Colleagues are saying how “docile”(wahahaha!) I have been. But all I can think of, is that I have simply exhausted all my words.
This week is a word-intensive one.
Using words to spite, using words to convince. Using words to fight for pride, using words to fight for causes.
I don’t feel like speaking today, and knowing how I always am, that’s pretty much a surprise to those around me. Strangely, it reminded me of something this chap from my secondary school once told me.
I listened to words. I listened to words that I have to put up with. Words that stripped me of dignity.
I cooked up words. To assure.
Then, it was words that became weapons.
Then, it was words that became business.
Then it was words that didn’t mean anything to me.
Then it was words to pitch, again, and again, for something to take off.
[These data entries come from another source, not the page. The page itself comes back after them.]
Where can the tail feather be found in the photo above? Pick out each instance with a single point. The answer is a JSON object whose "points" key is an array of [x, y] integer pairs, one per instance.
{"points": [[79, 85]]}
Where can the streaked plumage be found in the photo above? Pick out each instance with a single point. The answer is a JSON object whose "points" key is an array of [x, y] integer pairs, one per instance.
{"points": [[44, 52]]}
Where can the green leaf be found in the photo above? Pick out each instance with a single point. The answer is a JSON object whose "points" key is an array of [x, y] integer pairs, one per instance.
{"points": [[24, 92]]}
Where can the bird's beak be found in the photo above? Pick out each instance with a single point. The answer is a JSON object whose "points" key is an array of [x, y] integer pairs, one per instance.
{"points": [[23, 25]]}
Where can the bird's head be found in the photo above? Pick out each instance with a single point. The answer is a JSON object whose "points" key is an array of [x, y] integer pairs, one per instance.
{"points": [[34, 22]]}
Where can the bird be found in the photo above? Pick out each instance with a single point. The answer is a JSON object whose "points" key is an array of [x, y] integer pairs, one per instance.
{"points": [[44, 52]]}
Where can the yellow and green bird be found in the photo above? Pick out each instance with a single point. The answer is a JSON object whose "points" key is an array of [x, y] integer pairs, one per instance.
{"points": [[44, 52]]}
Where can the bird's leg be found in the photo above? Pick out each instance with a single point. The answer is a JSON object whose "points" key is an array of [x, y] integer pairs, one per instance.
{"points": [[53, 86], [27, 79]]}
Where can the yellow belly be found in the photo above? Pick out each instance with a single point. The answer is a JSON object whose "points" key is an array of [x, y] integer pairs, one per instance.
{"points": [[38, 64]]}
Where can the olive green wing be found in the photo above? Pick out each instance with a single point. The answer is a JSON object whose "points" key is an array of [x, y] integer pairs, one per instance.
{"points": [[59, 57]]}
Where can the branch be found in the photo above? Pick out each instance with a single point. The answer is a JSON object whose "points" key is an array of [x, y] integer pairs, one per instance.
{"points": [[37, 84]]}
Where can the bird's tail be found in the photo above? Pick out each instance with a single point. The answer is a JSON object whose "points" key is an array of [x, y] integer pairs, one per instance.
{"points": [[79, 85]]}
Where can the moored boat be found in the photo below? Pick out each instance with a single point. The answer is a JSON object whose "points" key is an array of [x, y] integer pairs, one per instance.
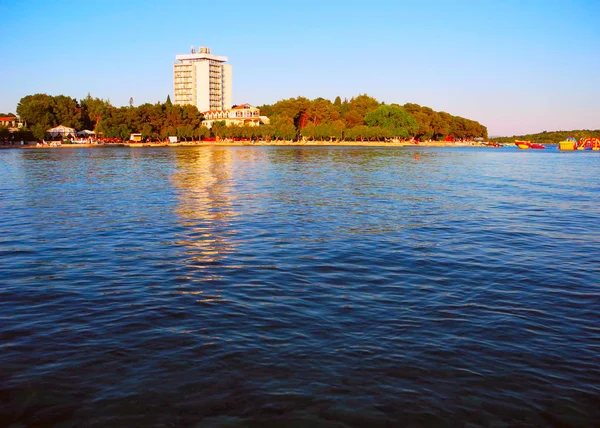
{"points": [[524, 145]]}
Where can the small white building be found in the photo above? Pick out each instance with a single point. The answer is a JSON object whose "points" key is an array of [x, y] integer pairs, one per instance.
{"points": [[243, 114]]}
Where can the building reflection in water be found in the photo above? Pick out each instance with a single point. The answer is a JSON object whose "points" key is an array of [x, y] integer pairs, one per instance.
{"points": [[208, 202]]}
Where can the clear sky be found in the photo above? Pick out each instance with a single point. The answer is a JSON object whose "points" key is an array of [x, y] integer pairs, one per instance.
{"points": [[516, 66]]}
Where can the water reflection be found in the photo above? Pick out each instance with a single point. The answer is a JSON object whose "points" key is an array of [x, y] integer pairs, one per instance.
{"points": [[203, 179]]}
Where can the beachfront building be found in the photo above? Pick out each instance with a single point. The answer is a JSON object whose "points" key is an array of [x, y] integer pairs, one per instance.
{"points": [[202, 79], [11, 122], [241, 115]]}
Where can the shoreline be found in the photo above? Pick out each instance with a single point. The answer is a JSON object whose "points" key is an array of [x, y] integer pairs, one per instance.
{"points": [[263, 144]]}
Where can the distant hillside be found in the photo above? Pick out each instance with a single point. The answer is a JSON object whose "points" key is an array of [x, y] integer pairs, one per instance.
{"points": [[549, 137]]}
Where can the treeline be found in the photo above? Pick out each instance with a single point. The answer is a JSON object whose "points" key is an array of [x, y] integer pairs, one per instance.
{"points": [[365, 118], [360, 118], [553, 137], [41, 112]]}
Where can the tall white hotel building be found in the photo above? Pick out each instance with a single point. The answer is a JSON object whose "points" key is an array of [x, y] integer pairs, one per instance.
{"points": [[202, 79]]}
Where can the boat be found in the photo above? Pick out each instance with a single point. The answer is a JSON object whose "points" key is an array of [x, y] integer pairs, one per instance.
{"points": [[583, 144], [524, 145]]}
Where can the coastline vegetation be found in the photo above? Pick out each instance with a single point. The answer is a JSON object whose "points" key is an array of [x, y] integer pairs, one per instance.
{"points": [[362, 118]]}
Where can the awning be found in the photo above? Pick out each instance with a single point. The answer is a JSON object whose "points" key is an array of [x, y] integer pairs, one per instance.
{"points": [[61, 131]]}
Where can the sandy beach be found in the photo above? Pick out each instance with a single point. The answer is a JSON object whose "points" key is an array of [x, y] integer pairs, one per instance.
{"points": [[32, 145]]}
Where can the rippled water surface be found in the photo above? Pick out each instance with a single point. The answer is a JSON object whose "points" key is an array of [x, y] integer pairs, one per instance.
{"points": [[298, 286]]}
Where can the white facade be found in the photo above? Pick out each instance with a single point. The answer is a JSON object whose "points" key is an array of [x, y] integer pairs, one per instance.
{"points": [[240, 115], [202, 79]]}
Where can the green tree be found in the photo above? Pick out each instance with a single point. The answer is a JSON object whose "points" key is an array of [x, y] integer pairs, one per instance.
{"points": [[396, 121]]}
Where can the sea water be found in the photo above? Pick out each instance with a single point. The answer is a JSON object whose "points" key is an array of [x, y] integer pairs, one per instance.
{"points": [[299, 286]]}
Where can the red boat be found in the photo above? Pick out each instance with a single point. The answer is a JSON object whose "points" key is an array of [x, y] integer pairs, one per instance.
{"points": [[524, 145]]}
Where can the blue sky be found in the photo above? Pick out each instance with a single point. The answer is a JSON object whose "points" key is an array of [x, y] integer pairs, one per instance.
{"points": [[514, 66]]}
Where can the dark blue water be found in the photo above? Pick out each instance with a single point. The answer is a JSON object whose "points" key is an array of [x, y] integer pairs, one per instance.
{"points": [[298, 286]]}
Then it was a long evening on Wednesday when I didn’t return home till late from office.
It was a Thursday evening when I alighted at the wrong place, and I strolled past pretty houses that I could never afford to stay in. And then it hit me - I don’t, and have never, belonged.
Meaningless, meaningless words to introduce myself.
Meaningless, meaningless words.
Then, there are words from Minibean. She seems to be mimicking adults, and try to talk gibberish as if she is talking. So cute, I tell you
And then some other words that came in.
“You were always there for me in the past, n baby brought me so much joy. I really wish I could turn back time. I swear to God on my whole family that almost every day I’d go facebook and browse through the photos of you and baby, and it always puts a smile on my face after that. I hate my life now, and I goddamn fucking hate destiny….. “
I chewed back at the past, and thought of the present moment, and it would be a lie to say I don’t feel the same way about life, and destiny.
Destiny and fate, is it always what it is, or is it a better consolation than anything else that couldn’t quite explain? I know not what, and I ain’t sure anymore.
Maybe, chances are meant to be given. Then again, are we ever healed to do that? I know not. I ain’t sure anymore.
At least those words, in comparison, don’t make me sneer at its insincerity(it would have been, in the past, the girls would know hahaha) like those I have to face these days.
This week, there were many moments, even in the company of my colleagues, I would feel the urge to burst into sudden tears, but I could always bite it back. These things make people stronger, and I like the way it is.
I feel like… I feel as if… the next word that I speak will drain me of my last energy.
But at least, I can type.
Yay. Friday. My favourite people are flying back this week.
Next week will be a busy one, and it would be good to keep me away from the meaningless beings in my life.
Anyway.
Things are happening next week, woohoo! It is always such a joy to see things you are building up, taking place. Yay!

Friday, 25. July 2008
*hugs*
Friday, 25. July 2008
May i please ask - besides me, who else is flying back this week huh huh huh!!
Friday, 25. July 2008
in due time you will find out baybeh. someone very close to me in coming back this weekend….
Monday, 11. August 2008
hi, andar here, i just read your post. i like very much. agree to you, sir.